Luring women to the 'caliphate'

Since its inception, the group has sought to recruit girls and women, with its media machine continuously promoting the "land of the caliphate", said Sami Gheit, a researcher with Al-Sharq Centre for Regional and Strategic Studies.

Hundreds of women have fallen into the recruitment trap as a result of this propaganda, he told Diyaruna, taken in by the promise of marriage and life in ISIL’s "state".

Those female recruits were generally assigned non-combat tasks, he said, with the exception of the women-only brigades that were assigned al-hesba ("religious police") tasks in major cities such as al-Raqa, Manbij and al-Bab.

ISIL also abducted hundreds of girls, particularly from the Yazidi community in Iraq, and distributed them among its fighters or sold them as slaves, Gheit said, "thus reaching the height of criminality and inhumanity in its actions and practices".

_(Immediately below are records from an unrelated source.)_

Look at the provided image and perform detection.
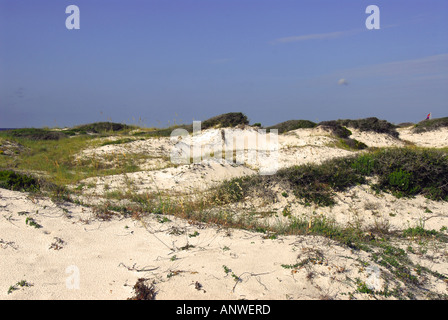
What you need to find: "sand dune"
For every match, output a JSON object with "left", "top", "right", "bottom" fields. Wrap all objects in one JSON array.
[{"left": 1, "top": 126, "right": 447, "bottom": 300}]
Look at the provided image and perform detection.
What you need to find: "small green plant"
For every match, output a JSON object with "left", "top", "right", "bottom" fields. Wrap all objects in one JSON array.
[
  {"left": 281, "top": 263, "right": 300, "bottom": 270},
  {"left": 188, "top": 231, "right": 200, "bottom": 238},
  {"left": 402, "top": 226, "right": 439, "bottom": 238},
  {"left": 282, "top": 206, "right": 291, "bottom": 218},
  {"left": 356, "top": 279, "right": 375, "bottom": 295},
  {"left": 223, "top": 265, "right": 231, "bottom": 274},
  {"left": 222, "top": 265, "right": 240, "bottom": 282},
  {"left": 25, "top": 217, "right": 42, "bottom": 229},
  {"left": 157, "top": 216, "right": 171, "bottom": 224},
  {"left": 7, "top": 280, "right": 32, "bottom": 294}
]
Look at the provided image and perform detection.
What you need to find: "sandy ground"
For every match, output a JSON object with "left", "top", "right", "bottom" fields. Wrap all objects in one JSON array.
[
  {"left": 1, "top": 126, "right": 448, "bottom": 300},
  {"left": 398, "top": 127, "right": 448, "bottom": 148}
]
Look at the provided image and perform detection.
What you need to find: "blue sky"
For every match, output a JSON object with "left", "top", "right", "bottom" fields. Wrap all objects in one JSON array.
[{"left": 0, "top": 0, "right": 447, "bottom": 128}]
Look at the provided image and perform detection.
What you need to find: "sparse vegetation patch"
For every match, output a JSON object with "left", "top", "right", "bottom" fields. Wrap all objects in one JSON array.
[
  {"left": 266, "top": 120, "right": 317, "bottom": 133},
  {"left": 413, "top": 117, "right": 448, "bottom": 133}
]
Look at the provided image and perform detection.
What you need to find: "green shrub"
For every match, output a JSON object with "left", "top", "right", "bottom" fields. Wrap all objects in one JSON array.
[
  {"left": 266, "top": 120, "right": 317, "bottom": 134},
  {"left": 402, "top": 226, "right": 439, "bottom": 238},
  {"left": 387, "top": 169, "right": 420, "bottom": 197},
  {"left": 0, "top": 170, "right": 40, "bottom": 192},
  {"left": 202, "top": 112, "right": 249, "bottom": 129},
  {"left": 134, "top": 113, "right": 249, "bottom": 137},
  {"left": 338, "top": 138, "right": 368, "bottom": 150},
  {"left": 72, "top": 122, "right": 131, "bottom": 134},
  {"left": 318, "top": 121, "right": 352, "bottom": 138},
  {"left": 3, "top": 128, "right": 67, "bottom": 141},
  {"left": 351, "top": 154, "right": 376, "bottom": 175},
  {"left": 211, "top": 147, "right": 448, "bottom": 207},
  {"left": 413, "top": 117, "right": 448, "bottom": 133},
  {"left": 372, "top": 148, "right": 448, "bottom": 200},
  {"left": 274, "top": 157, "right": 366, "bottom": 206},
  {"left": 333, "top": 117, "right": 399, "bottom": 138},
  {"left": 213, "top": 177, "right": 249, "bottom": 203}
]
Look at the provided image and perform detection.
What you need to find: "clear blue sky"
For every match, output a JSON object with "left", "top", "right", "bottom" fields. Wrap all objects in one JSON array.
[{"left": 1, "top": 0, "right": 447, "bottom": 128}]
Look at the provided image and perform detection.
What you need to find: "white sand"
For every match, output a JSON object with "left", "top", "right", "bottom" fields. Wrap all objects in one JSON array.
[
  {"left": 397, "top": 127, "right": 448, "bottom": 148},
  {"left": 1, "top": 126, "right": 448, "bottom": 300}
]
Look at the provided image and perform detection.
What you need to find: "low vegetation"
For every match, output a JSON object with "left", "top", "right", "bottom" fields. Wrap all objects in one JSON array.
[
  {"left": 201, "top": 112, "right": 249, "bottom": 129},
  {"left": 317, "top": 121, "right": 368, "bottom": 150},
  {"left": 68, "top": 122, "right": 132, "bottom": 134},
  {"left": 212, "top": 147, "right": 448, "bottom": 207},
  {"left": 324, "top": 117, "right": 399, "bottom": 138},
  {"left": 3, "top": 128, "right": 68, "bottom": 141},
  {"left": 0, "top": 170, "right": 40, "bottom": 192},
  {"left": 2, "top": 122, "right": 133, "bottom": 141},
  {"left": 132, "top": 112, "right": 250, "bottom": 137},
  {"left": 2, "top": 114, "right": 447, "bottom": 300},
  {"left": 266, "top": 120, "right": 317, "bottom": 133},
  {"left": 413, "top": 117, "right": 448, "bottom": 133}
]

"It was obvious that the group had planned from the outset to build a new generation of fighters who are loyal to it and would be more lethal than its older recruited fighters," he said.

Child robots devoid of will

Children born in ISIL-controlled territory are indoctrinated and de-sensitised since birth, said child psychologist Enas al-Jamal, who lectures at Egypt's Ain Shams University.

"It is natural that their heads would be filled with the group’s criminal ideas, which will be ingrained in their minds as the absolute truth on which they were raised," she told Diyaruna.

"They will be put through training camps at an early age, where they will be trained and taught the group’s ways and methods," she said, adding that the older they get, the harder it will be to rehabilitate them.

"They will be more like robots, devoid of will and the ability to think, and their sole mission will be to carry out the tasks entrusted to them," she said.

The other major threat relates to the women and girls themselves "because they are being stripped of their will and turned into procreation machines, and are consequently subjected to constant rape", al-Jamal said.

This leads to serious psychological problems that require a long period of psychotherapy and rehabilitation before they can return to normal life, she said.

Al-Jamal stressed the need for "concerted international efforts to address this very serious danger that threatens the entire world".